The simplified tax regime for sole‑traders in Portugal offers a markedly lower effective tax burden for freelancers, digital nomads and consultants whose income is primarily profit rather than expense‑driven revenue.
Why the standard Portuguese tax system is unattractive for earned income
- Personal income tax tops out at 48 % once annual earnings exceed €80 000.
- The Non‑Habitual Residency (NHR) regime reduces the nominal rate to 20 % for certain categories of income, but social‑security contributions (≈ 34 %) are added on top, pushing the overall burden close to 54 %.
For professionals whose earnings come from work rather than passive sources, the combined tax and social‑security load can be prohibitive.
The simplified regime for sole‑traders
The regime is designed for individuals who:
- Operate as a sole trader (self‑employed) with minimal fixed or variable expenses.
- Earn up to €200 000 per year (≈ US $250 k, CAD $300 k).
- Provide services such as consulting, freelance development, design, or other remote‑work activities.
How the calculation works
- Assumed expenses: The tax authority automatically attributes 65 % of gross revenue to expenses, regardless of actual costs.

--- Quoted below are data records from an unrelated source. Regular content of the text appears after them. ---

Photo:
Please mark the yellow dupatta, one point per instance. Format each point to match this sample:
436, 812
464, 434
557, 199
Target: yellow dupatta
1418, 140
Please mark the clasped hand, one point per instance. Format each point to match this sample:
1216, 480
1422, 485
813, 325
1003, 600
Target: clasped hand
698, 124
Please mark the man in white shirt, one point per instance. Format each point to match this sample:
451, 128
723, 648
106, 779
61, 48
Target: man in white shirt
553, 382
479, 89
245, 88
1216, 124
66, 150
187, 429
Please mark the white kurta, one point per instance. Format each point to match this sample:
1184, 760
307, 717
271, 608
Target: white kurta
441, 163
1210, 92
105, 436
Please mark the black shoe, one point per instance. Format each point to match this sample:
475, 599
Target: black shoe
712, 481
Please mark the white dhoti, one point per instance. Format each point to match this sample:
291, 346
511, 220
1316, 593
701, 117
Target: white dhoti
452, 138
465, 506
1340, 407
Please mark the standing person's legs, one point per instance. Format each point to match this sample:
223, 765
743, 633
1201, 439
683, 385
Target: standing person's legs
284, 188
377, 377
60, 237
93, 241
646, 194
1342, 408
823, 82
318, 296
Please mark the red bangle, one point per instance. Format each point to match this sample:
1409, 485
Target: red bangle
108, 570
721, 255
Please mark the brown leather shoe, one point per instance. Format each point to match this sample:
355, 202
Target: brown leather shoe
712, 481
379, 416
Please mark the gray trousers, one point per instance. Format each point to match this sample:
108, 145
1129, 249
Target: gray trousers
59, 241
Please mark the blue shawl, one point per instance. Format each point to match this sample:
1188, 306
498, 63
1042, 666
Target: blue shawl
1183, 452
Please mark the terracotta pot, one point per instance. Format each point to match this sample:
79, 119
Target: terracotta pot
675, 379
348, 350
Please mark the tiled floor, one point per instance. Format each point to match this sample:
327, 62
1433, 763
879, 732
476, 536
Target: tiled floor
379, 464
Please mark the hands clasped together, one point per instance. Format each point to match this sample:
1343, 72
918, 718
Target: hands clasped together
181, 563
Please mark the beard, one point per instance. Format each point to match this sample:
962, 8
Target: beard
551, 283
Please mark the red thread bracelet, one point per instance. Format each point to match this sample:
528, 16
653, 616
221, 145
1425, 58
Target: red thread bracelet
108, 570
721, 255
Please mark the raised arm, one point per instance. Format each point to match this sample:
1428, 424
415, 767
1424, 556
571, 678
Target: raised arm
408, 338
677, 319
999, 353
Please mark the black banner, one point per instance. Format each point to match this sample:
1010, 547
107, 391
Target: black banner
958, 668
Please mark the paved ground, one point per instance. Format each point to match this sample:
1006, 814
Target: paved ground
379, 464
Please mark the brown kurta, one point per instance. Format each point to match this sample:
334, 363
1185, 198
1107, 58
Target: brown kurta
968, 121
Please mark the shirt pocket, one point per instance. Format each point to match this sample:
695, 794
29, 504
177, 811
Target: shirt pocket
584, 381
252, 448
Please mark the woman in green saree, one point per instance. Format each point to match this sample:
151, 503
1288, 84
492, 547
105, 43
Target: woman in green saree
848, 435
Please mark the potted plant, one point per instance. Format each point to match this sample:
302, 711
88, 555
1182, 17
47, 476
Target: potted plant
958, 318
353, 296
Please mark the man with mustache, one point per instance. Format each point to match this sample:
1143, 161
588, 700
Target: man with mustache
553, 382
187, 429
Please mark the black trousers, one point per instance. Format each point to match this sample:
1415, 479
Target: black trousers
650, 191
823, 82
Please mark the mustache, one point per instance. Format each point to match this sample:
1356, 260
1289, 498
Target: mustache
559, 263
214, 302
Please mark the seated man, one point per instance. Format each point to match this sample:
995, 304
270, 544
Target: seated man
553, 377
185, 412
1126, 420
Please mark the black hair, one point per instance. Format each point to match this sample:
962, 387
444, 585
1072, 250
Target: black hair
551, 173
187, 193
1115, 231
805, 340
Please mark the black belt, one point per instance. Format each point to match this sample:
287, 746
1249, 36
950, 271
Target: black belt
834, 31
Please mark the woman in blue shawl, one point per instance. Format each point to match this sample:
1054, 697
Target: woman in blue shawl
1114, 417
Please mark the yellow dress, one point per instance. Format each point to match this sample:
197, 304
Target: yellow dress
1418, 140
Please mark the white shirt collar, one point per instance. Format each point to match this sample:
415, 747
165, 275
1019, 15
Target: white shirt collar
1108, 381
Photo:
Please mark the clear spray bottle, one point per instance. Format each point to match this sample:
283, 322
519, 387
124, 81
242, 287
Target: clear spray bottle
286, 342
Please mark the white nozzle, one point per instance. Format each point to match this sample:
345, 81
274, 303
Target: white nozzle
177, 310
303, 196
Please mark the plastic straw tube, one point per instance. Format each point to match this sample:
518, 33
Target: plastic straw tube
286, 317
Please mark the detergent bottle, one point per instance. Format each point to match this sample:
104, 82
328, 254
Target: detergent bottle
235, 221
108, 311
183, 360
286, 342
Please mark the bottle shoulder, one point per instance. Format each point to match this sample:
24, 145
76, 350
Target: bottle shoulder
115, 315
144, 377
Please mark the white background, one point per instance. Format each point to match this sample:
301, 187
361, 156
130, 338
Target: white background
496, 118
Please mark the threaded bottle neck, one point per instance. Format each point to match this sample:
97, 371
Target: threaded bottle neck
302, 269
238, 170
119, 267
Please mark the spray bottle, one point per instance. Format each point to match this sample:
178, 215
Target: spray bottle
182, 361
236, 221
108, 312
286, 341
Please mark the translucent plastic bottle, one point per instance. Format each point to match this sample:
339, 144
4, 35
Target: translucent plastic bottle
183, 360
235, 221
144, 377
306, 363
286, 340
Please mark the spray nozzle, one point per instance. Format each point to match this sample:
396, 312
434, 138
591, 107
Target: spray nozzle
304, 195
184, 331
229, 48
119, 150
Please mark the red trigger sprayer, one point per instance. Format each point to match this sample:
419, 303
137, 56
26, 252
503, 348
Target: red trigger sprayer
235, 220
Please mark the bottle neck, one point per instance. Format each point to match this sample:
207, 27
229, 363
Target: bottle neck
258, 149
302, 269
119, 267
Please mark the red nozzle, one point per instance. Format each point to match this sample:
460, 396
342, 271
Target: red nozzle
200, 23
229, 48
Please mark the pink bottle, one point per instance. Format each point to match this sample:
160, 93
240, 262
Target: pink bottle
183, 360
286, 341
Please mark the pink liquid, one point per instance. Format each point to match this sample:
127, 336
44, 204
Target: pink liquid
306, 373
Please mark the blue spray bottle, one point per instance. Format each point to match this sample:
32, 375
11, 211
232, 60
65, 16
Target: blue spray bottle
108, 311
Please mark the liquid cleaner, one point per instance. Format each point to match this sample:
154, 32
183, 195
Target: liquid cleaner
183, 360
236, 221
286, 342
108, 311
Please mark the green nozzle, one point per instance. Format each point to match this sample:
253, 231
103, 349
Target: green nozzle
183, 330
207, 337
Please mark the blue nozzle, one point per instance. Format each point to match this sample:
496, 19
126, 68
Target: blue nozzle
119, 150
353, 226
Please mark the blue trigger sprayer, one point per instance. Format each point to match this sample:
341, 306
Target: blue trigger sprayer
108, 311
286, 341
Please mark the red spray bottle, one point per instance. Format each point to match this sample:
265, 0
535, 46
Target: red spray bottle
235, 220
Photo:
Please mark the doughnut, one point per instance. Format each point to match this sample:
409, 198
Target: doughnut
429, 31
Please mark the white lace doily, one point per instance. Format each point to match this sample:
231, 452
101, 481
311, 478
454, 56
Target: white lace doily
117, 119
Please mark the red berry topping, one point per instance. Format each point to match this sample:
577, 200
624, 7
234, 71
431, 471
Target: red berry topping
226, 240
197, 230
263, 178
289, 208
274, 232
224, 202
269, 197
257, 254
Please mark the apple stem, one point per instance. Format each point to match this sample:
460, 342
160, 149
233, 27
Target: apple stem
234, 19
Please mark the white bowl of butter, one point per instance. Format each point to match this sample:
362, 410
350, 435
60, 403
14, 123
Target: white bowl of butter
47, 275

- Taxable base: Only the remaining 35 % of income is subject to personal income tax.
Example: With €100 000 of gross revenue, the tax authority assumes €65 000 of expenses, leaving €35 000 taxable.
Tax rates by year
| Year of residency | Discount on the standard rate | Effective tax rate on taxable income |
|---|---|---|
| 1st year | 50 % | 17.5 % |
| 2nd year | 25 % | 25 % (approximately) |
| 3rd year onward | 0 % (standard rate applies) | 35 % (the base rate for the regime) |
These rates apply only to the 35 % taxable portion, so the overall effective tax on total revenue is considerably lower than the 48 % top bracket.
Social‑security contributions under the regime
- Social security is calculated on the taxable income (the 35 % portion).
- The normal contribution rate of 30–35 % therefore translates to roughly 12 % of total revenue.
- In the first year, contributions are deferred; no social‑security is payable on the initial year’s earnings.
Comparison with the NHR regime
| Aspect | NHR (20 % rate) | Simplified sole‑trader regime |
|---|---|---|
| Base income tax rate | 20 % (plus socials) | 35 % on 35 % of income |
| Social‑security rate | ≈ 34 % on full income | ≈ 12 % on taxable portion (first year 0 %) |
| Effective tax on €100 k | ≈ 54 % (20 % + 34 %) | ≈ 17.5 % (first year) to ≈ 25 % (second year) |
| Income ceiling | No specific ceiling, but high rates apply above €80 k | €200 k ceiling for eligibility |
For freelancers earning under €200 k, the simplified regime typically yields a lower overall tax burden than the NHR option, especially in the first two years of residency.
Practical considerations
- Eligibility verification: Confirm that your activity qualifies as a sole‑trader with limited expenses. Businesses with significant inventory, shipping, or affiliate‑marketing structures may not fit.
- Record‑keeping: Although expenses are deemed, maintaining accurate books is advisable in case of audits or if you later transition to a different tax regime.
- Future scaling: If earnings are projected to exceed €200 k, the regime no longer applies; you would revert to the standard personal tax brackets.
- Social‑security timing: Because contributions are based on the previous year’s earnings, the first‑year deferral can improve cash flow, but you must plan for the subsequent year’s obligations.
- Residency path: The regime can be combined with Portugal’s residency and citizenship pathways, offering a relatively quick route to long‑term settlement for qualifying individuals.
Decision checklist
- [ ] Is your annual gross revenue ≤ €200 k?
- [ ] Do you operate as a sole trader with minimal expenses?
- [ ] Are you comfortable with the assumed expense methodology (65 % of revenue)?
- [ ] Do you plan to stay in Portugal for at least three years to benefit from the graduated discounts?
If the answers are affirmative, the simplified sole‑trader regime is likely the most tax‑efficient option for freelancers and digital nomads relocating to Portugal.